The ten-year gap in Eaton’s service as recorder of Norwich, between 1415 and 1425, may also have been occasioned to a certain extent by personal financial embarrassment, as indicated by several suits brought against him for debt. On 24 Nov. 1423 he obtained pardon of his outlawry for non-appearance when sued by a number of creditors, including the abbot of Waltham, for sums amounting to £66. A more serious charge was to be levied against him in his professional capacity as steward of the abbey of St. Benet of Hulme: at some unknown date between 1426 and 1432 a petition presented in Chancery alleged that he had conspired with others to deprive a merchant from Northamptonshire of a consignment of fleeces seized on its way to Yarmouth for shipment to Calais and impounded by order of his court at Horning.7

Eaton attended the shire elections for Norfolk prior to the Parliaments of 1425 and 1427, and he was among the notables of the county who in the spring of 1434 were required to take the generally administered oath not to maintain breakers of the King’s peace.

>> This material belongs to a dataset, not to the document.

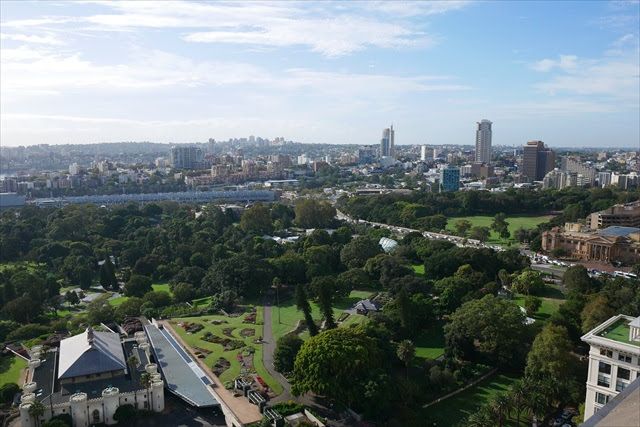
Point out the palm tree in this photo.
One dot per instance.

When, in 1437, as the result of serious dissensions in Norwich, the King’s Council temporarily suspended the normal government of the city and appointed John Welles III*, a prominent London grocer and financier, as warden, Eaton was nominated to serve under him as one of the sheriffs.8 In the following year he was associated with Sir Henry Inglose† and others as patrons of the living at Little Plumstead, but is not recorded alive thereafter. He died before November 1443.9

Ref Volumes: 1386-1421

Author: L. S. Woodger

Notes

  • 1. Norf. Official Lists ed. Le Strange, 98; Recs. Norwich ed. Hudson and Tingey, ii. 59; Norf. RO, Norwich treasurers’ rolls, 10 Hen. IV-9 Hen. VI.
  • 2. Recs. Norwich, i. 300, 303-4.
  • 3. Norf. Official Lists, 97; Norf. Arch. iii. 206-7; CPR, 1396-9, p. 130; Norf. RO, Reg. Hyrnyng, ff. 49-50; Norwich enrolments, 15 mm. 9, 12, 18, 29d, 33; 17 m. 12; CP25(1)168/181/272; Feudal Aids, iii. 563, 591.
  • 4. CCR, 1392-6, p. 413; 1396-9, pp. 221, 295; 1405-9, pp. 105, 238, 241, 269, 379; 1409-13, p. 86.
  • 5. M. McKisack, Parl. Repn. Eng. Bors. 138; Recs. Norwich, i. 76, 104; ii. 63; Norwich assembly roll, 4 Hen. VI.
  • 6. CP25(1)168/183/82; CCR, 1409-13, pp. 102, 106, 110; F. Blomefield, Norf. ii. 480; iv. 387-8; CPR, 1408-13, p. 187; 1422-9, p. 523; C219/10/6.
  • 7. CPR, 1422-9, p. 146; C1/7/210.
  • 8. C219/13/3, 5; CPR, 1429-36, p. 405; 1436-41, p. 123; CFR, xvi. 344.
  • 9. Blomefield, vii. 245; CCR, 1441-7, p. 271.